À partir d’une parole de l’abbé Michel Guérin, « J’aimais à espérer », le Père Frédéric Foucher, vicaire général du diocèse de Laval, livre une méditation profonde sur la place de l’espérance dans la vie chrétienne. Non pas comme une simple nécessité, mais comme une joie, un élan intérieur qui nous relie à Dieu et nous ouvre aux autres.

L’espérance, plus qu’une nécessité : une joie à aimer

La phrase de l’abbé Michel Guérin, « J’aimais à espérer », bouscule et interroge. Elle ne parle pas simplement d’espérance comme d’un devoir vital, mais d’un amour pour l’espérance elle-même.

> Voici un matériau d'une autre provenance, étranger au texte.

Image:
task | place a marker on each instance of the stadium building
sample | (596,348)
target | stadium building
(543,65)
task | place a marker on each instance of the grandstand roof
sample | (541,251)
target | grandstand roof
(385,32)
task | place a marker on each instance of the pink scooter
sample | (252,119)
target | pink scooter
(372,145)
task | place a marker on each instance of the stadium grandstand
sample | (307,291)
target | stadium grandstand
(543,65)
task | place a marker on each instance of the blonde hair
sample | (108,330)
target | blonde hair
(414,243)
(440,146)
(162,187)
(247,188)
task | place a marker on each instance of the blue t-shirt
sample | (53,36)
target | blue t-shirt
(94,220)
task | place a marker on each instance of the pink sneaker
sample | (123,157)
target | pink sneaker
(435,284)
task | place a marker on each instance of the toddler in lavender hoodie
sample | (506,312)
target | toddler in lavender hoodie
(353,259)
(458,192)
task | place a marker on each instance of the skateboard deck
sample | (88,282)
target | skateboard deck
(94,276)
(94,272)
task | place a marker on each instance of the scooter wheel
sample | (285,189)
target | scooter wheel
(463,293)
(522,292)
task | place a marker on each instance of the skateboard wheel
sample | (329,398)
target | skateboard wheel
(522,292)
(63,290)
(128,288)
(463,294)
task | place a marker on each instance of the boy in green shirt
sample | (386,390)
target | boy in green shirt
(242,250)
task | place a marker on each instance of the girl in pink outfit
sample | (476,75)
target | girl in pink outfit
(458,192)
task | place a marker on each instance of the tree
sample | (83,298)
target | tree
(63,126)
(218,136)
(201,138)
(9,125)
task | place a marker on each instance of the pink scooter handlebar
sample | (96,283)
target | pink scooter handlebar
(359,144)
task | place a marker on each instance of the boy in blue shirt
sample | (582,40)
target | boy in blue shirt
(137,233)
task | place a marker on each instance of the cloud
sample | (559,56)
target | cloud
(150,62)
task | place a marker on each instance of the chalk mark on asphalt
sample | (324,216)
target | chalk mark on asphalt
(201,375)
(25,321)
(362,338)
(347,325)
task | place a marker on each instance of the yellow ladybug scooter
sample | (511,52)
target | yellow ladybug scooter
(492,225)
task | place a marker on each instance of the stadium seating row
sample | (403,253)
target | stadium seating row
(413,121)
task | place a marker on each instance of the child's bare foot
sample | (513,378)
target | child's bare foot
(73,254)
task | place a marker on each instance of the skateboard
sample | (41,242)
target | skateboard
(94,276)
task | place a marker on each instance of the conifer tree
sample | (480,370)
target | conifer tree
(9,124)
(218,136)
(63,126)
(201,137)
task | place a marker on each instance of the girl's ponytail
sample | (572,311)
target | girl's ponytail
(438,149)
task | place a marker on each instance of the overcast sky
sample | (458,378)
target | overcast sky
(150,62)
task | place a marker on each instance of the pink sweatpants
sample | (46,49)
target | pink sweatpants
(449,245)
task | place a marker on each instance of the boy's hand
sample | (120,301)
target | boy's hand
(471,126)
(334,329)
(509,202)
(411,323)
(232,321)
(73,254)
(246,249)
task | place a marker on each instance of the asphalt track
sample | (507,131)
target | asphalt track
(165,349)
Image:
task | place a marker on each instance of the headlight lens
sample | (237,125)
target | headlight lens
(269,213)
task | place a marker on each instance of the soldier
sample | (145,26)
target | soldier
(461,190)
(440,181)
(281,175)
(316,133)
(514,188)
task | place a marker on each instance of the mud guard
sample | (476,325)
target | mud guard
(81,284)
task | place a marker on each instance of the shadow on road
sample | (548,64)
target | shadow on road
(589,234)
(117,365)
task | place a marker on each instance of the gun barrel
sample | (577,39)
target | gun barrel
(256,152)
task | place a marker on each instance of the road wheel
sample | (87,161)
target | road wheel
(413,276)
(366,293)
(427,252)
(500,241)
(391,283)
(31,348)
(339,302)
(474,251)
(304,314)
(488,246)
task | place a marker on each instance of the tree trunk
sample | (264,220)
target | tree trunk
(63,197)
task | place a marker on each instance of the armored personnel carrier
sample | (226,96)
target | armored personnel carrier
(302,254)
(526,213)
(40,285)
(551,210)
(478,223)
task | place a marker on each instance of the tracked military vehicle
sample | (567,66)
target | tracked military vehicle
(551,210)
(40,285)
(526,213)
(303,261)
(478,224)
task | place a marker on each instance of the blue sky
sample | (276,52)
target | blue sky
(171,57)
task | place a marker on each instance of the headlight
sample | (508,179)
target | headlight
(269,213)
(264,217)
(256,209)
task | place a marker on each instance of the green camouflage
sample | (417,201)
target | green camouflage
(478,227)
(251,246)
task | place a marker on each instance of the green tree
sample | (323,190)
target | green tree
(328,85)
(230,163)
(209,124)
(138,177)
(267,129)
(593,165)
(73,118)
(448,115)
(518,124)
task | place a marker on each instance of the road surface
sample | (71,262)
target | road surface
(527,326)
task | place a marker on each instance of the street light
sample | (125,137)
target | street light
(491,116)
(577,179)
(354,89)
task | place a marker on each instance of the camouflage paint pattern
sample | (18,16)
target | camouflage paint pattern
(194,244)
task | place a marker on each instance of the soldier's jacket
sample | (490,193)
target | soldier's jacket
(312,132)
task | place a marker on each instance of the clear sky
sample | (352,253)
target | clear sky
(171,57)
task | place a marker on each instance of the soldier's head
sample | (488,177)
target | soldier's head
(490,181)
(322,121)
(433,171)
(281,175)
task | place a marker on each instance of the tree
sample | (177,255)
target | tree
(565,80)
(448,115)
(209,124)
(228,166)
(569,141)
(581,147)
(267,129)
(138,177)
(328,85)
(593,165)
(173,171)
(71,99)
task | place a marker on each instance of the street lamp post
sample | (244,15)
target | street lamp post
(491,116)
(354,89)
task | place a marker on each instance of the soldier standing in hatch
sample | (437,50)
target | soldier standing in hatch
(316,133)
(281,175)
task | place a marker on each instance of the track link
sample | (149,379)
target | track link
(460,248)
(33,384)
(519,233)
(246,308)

Aimer espérer, c’est reconnaître qu’il s’agit d’un trésor spirituel, d’une source de joie profonde, bien plus qu’un simple appui pour traverser les épreuves.

Le Père Foucher confie qu’il lui a longtemps été difficile d’espérer pour lui-même. Intuitivement, il espérait toujours pour les autres, travaillant à leur bien et à leur croissance. Mais il a découvert que l’on peut aussi aimer espérer pour soi, non pas par égoïsme, mais parce que Dieu lui-même veut le meilleur pour chacun de ses enfants. Accueillir l’espérance personnelle, c’est honorer Dieu qui a choisi de tout donner.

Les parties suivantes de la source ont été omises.